I’ve written a lot about metrics as a means to gauge the complexity of a program including SLOC and the Halstead and McCabe metrics. An often over looked metric – and one I haven’t touched on before – is one that’s in plain sight: comments
Comments are added to programs presumably to explain things that aren’t clear. And sometimes they’re enough just to get the gist of how complex it might be. While you could start with a simple count of the number of comment lines it is better to get a ratio of Comments/Statements. You can do this a few ways. The first is to take the number of comment lines and divide that into the total Lines of Code. The alternative is to divide the comments by the number of executable statements. This gives you a better idea of the ratio of the comments to the real “guts” of the program.
Relating this metric to actual complexity can be difficult. It is best to think of it as a gauge of what the authors of the program felt they needed to say. They may have felt the need to add a lot of comments due to the complexity. To see if this might be the case you could align this metric with the Halstead and McCabe metrics. This would give you an idea if the amount of comments relates to the complexity. If you have low comments with high complexity, it could be more difficult to understand, conversely, a high amount of comments for low complexity could make the program easier to understand.
This metric can be used as part of your Quality Gate. You could establish a standard ratio to make sure that programs are well commented in relationship to size. Watching the comment count can also help you see if comments were added when changes were made. Actually, knowing the amount of comments adds another piece of information to help you better understand your programs, and your portfolio.
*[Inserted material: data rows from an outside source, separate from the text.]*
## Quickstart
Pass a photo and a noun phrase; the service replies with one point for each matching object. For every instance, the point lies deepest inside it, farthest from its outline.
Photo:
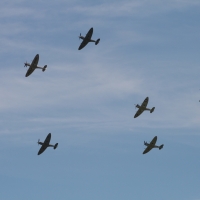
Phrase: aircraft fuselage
(33, 65)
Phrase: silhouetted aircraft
(46, 144)
(87, 39)
(33, 66)
(152, 145)
(143, 107)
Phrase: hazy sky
(86, 100)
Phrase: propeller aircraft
(87, 39)
(152, 145)
(143, 107)
(46, 144)
(33, 66)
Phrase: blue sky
(86, 100)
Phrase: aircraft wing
(42, 149)
(145, 102)
(83, 44)
(148, 149)
(142, 107)
(139, 112)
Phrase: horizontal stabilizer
(152, 109)
(97, 42)
(55, 146)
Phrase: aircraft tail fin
(44, 68)
(97, 41)
(55, 146)
(161, 146)
(152, 109)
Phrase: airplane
(143, 107)
(87, 39)
(152, 145)
(46, 144)
(33, 66)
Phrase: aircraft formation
(141, 108)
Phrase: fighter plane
(143, 107)
(152, 145)
(87, 39)
(46, 144)
(33, 66)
Here are some things to keep in mind with this metric:
- it does not know the content of the comments. It only knows that there is a comment in the code;
- this is based on the idea that people naturally comment things that don’t seem clear, so a high level would therefore indicate that it was perceived to be complex, and they accounted for it;
- if you have a standard of having a template at the beginning of a program that contains a summary and list of changes this could skew the results slightly in that the ratio would be higher in smaller programs, but it would be diluted in larger ones;
- consider what a large amount of comments may mean. Perhaps the code itself is too complex or the naming isn’t clear. What could be done to make it more “self-documenting”?